Bowser began the rollout Monday with the sweeping promise to improve child care across the District, in both neighborhood and home-based facilities. She said the program could become a national model for early-education programs for young children up to age 3.
The announcement follows Bowser’s campaign promise not only to make educational improvements across the city but also to make sure such opportunities are available to children of all economic backgrounds.
She said the District had won a competitive $9.5 million federal grant to begin pushing citywide adoption of Early Head Start instruction in both neighborhood and home-based child-care settings.
District education officials said some 400 children in 14 child development centers and another dozen home-care settings could benefit in the first year. Many of the centers are in some of the city’s poorest communities, east of the Anacostia River.

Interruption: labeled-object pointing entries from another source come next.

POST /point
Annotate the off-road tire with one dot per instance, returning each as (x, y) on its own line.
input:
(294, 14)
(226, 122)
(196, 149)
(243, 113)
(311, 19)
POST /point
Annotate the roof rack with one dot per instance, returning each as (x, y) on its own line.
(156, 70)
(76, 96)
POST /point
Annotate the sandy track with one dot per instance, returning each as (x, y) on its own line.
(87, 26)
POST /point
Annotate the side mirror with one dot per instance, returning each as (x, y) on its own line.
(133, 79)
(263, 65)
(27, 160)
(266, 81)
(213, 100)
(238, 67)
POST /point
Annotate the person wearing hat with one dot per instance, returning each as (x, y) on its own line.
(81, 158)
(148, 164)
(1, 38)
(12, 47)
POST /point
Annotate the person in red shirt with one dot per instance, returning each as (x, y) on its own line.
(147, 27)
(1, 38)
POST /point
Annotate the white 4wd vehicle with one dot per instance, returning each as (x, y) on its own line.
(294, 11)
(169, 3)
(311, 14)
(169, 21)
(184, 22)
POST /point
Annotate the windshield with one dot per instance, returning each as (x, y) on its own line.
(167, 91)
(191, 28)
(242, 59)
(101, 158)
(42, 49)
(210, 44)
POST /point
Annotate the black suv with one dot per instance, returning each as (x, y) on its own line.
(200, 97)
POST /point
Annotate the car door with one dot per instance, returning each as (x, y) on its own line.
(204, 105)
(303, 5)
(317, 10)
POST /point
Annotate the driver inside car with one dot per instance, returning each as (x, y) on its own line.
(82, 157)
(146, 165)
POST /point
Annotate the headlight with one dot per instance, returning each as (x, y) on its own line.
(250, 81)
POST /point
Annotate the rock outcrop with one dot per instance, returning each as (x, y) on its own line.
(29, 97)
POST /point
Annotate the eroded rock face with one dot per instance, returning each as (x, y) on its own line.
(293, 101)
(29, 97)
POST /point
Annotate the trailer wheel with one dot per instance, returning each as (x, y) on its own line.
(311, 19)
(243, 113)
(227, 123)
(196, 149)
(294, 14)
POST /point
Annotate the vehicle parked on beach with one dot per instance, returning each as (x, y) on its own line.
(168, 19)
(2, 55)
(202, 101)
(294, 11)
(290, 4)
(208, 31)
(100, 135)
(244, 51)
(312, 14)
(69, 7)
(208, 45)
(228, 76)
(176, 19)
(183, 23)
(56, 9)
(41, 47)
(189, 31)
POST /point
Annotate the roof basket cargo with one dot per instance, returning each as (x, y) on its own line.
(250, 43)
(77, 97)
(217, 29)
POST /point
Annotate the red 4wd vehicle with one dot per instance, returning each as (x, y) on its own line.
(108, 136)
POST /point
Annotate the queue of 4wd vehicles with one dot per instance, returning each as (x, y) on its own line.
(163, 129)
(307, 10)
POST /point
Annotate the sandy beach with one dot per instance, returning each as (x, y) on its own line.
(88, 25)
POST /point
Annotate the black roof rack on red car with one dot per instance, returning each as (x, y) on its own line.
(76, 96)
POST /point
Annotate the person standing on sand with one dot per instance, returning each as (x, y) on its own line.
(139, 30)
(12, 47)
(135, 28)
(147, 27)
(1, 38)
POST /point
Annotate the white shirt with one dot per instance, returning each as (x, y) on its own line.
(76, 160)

Referring to the early instruction, she said, “when they are finished with that experience, they can reach for being first in their class when they start school.”
Under the program, dubbed the Early Learning Quality Improvement Network, three nonprofit groups that specialize in early education will partner with the city to support and improve instruction at smaller child-care settings with more limited resources.
Bowser said the system would also create a series of neighborhood “hubs” offering an array of services for young parents and families. The D.C. Department of Human Services, which manages welfare, food stamp and homeless services, as well as the city’s departments of health, behavioral health and health-care finance, will also have presences at the facilities.
Bowser made the announcement Monday at the Frederick Douglass Center, in Southeast Washington, of the United Planning Organization. The other two nonprofit organizations partnering in the project are CentroNía and Mary’s Center.
On Tuesday, Bowser planned to follow with a second education announcement. She scheduled a morning news conference at the new Brookland Middle School in Northeast to tout plans for expanding summer school programs, international travel opportunities and bigger city investments in extracurricular activities and athletics.
Announcements on jobs, housing and social safety-net programs will follow, with an expected message that the District can and will work under her administration to help low-income residents better succeed, aides said.
On Tuesday, Bowser will also attend a ribbon-cutting ceremony for the Capitol Gateway Marketplace on East Capitol Street, including a 312-unit apartment building and a Wal-mart Supercenter.
On Wednesday, the mayor will turn to infrastructure investment, beginning the day at the White House to tout the potential for job creation with more spending on repairs. Later in the day, she will launch the city’s annual springtime sprint to fix roadways, known as “Potholepalooza.”
On Thursday, Bowser will speak about the issue of adult foster children, saying the city needs to do a better job helping those who age out of care so that they don’t show up later in the city’s homeless shelters, said her spokesman, Michael Czin.
On Friday, she will focus on jobs for ex-convicts.
The day before her State of the District address, the mayor will also discuss a series of new or revamped requests for proposals to develop key District properties. And, on the day of the address, next Tuesday, the mayor plans an announcement on an initiative to focus city resources on young black men, Czin said.
Bowser’s budget is due two days after, on April 2.